Interpretability in Data-Centric ML

Slides: [pdf, pptx]

Introduction to Interpretable ML

Interpretability is the degree to which a human can understand the cause of a decision of an ML model.

Interpretability is important for three reasons:

  1. Debugging a model to improve performance and validating that the model will perform correctly in the real world.
  2. Reviewing incorrect decisions that were made after deployment
  3. Improving usability of models when being actively used by decision-makers.

Why do we care about interpretable features?

Consider the following examples of explanations on the California Housing Dataset. In this dataset, each row represents one block of houses in California. Our goal is to use ML models to predict the median house price of houses in each block.

Take a look at the image below, which visualizes a decision tree model trained for this purpose. Decision trees are usually considered very interpretable models, because you can follow their logic through a series of simple yes/no questions. Do you feel like this visualization offers you anything towards understanding how the model makes predictions about house prices?

Decision tree classifier

The visualization above displays features generated from running a principal component analysis on the original feature set. This is a powerful algorithm that reduces the size of a feature space and can improve generalizability of models, but also reduces the interpretability of their features.

Next, consider the two images below, both offering feature importance explanations of models trained on the California Housing Dataset. The first was trained on a set of automatically engineered features, while the second uses the basic features that come with the dataset. Both models have similar performance (r2 ~ 0.85), but you may find the second explanation much easier to reason about.

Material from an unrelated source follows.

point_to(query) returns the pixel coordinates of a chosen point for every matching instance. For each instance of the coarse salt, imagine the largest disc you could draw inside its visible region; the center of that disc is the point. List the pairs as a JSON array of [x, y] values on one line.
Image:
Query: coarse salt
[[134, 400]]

Automatically engineered features are not interpretable

Original basic features are interpretable

Performance and Interpretability

You may have heard of (or assumed the existance of) a “performance/interpretability tradeoff”. In other words, as you modify your features to be more interpretable, you might expect the performance of your model to decrease. In theory, this is a logical assumption - how could adding additional constraints on your feature space not result in a performance reduction?

In reality, we don’t have access to infinite resources or data — we can’t try every possible configuration of data. When we look at how machine learning behaves on real-world examples, we see that adding interpretability to features and models actually tends to lead to more efficient training, better generalization, and fewer adversarial examples (Rudin, 2018, Ilyas et al., 2019).

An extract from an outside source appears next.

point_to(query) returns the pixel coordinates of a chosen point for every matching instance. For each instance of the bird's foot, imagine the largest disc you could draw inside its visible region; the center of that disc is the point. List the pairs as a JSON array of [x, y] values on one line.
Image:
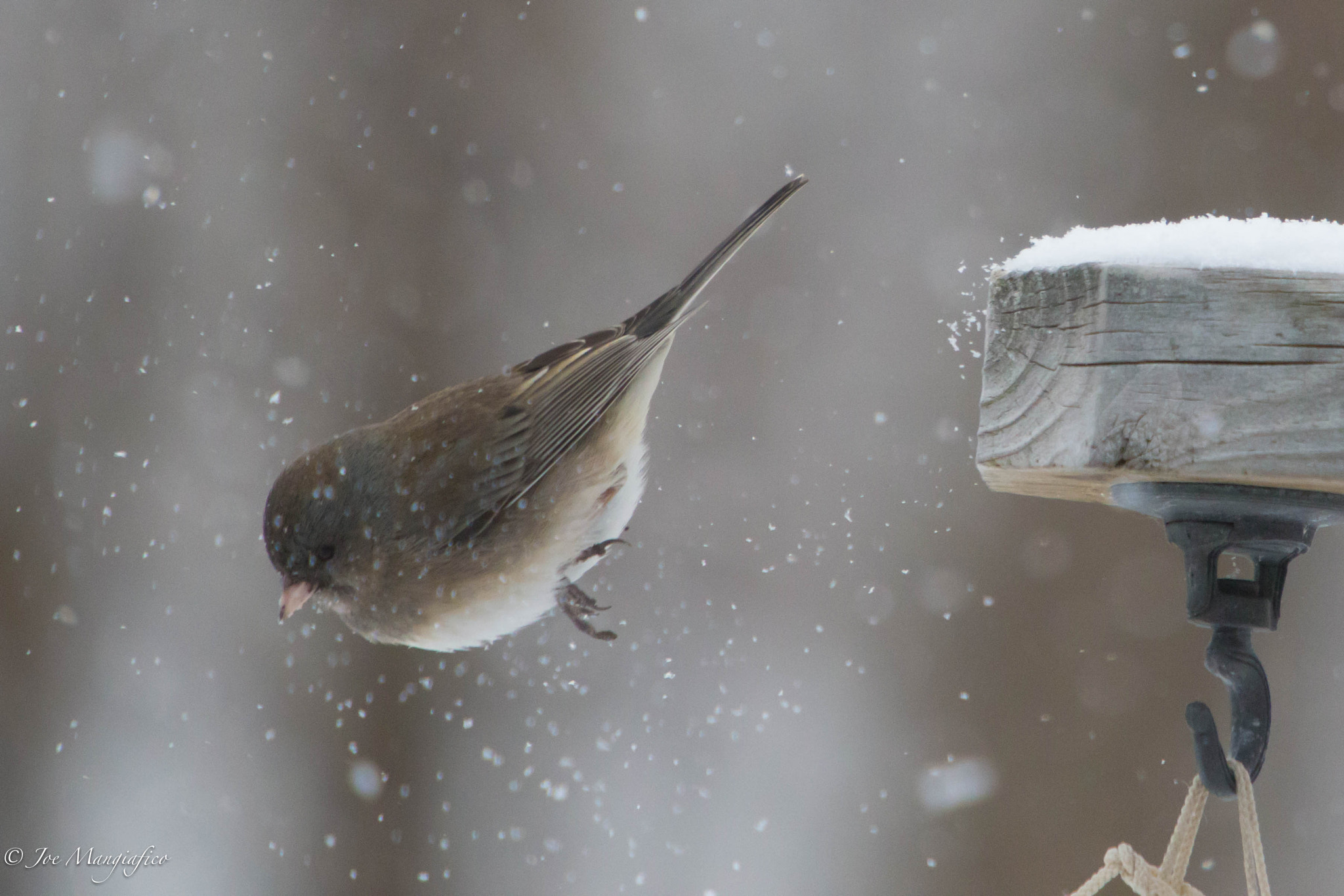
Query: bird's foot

Having interpretable features ensures that our model is using information that we know is relevant to our target, thus reducing the chance of the model picking up on spurious correlations.

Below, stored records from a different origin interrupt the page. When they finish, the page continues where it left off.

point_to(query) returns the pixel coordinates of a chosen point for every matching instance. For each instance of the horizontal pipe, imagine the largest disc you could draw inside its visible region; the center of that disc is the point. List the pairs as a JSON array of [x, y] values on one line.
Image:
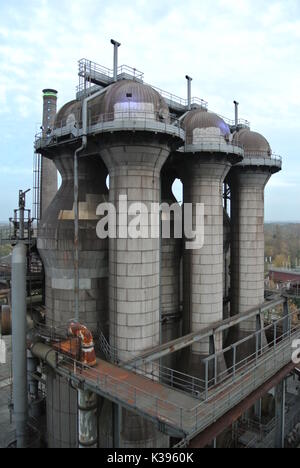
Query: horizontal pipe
[[6, 316], [45, 353], [186, 341]]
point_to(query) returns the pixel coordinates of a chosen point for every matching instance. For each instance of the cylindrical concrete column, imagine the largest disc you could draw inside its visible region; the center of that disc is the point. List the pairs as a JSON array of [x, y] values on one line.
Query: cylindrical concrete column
[[87, 419], [56, 247], [171, 253], [203, 268], [134, 263], [48, 170], [19, 330], [247, 184], [247, 249]]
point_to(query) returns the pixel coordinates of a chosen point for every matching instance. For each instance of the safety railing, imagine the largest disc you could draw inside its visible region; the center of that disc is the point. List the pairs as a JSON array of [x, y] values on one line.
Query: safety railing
[[90, 72], [239, 366], [189, 420], [97, 122], [173, 378], [212, 143], [122, 391], [176, 100]]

In the situations where we do see a performance/interpretability trade-off, it’s up to you — the ML engineer — to consider the domain at hand to understand the relative importance of performance vs. interpretability, which changes from case-to-case.

What are interpretable features really

Interpretable features are those that are most useful and meaningful to the user (i.e., whoever will be using the explanations). Unfortunately, what this means varies heavily between user groups and domains.

There are many properties that relate to feature interpretability (Zytek et al., 2022). A few to consider include:

  1. Readability: Do users understand what the feature refers to at all? Codes like X1 are not readable, and should be replaced with natural-language descriptions.
  2. Understandability: Can your users reason about the feature value? It’s often easier to reason directly about real-world values than values that have been standardized or otherwise engineered. For example, thinking about income in direct dollar values ($50,000) is easier than thinking about a normalized measure of income (.67).
  3. Meaningfulness/Relevancy: Users have an easier time trusting, and are therefore more likely to use, models that use information that they believe is important.
  4. Abstract Concepts: Depending on your user-base and their expertise, it may be valuable to condense features into digestible abstract concepts — for example, combine detailed information about the area into a single metric of “neighborhood quality”. There is a tradeoff here — using abstract concepts can (sometimes nefariously) hide important information.

The table below shows some examples of features and their properties.

Characteristics of interpretable features

How do we get interpretable features?

[Feature engineering] is the first step to making an interpretable model, even if we don’t have any model yet (Hong et al., 2020)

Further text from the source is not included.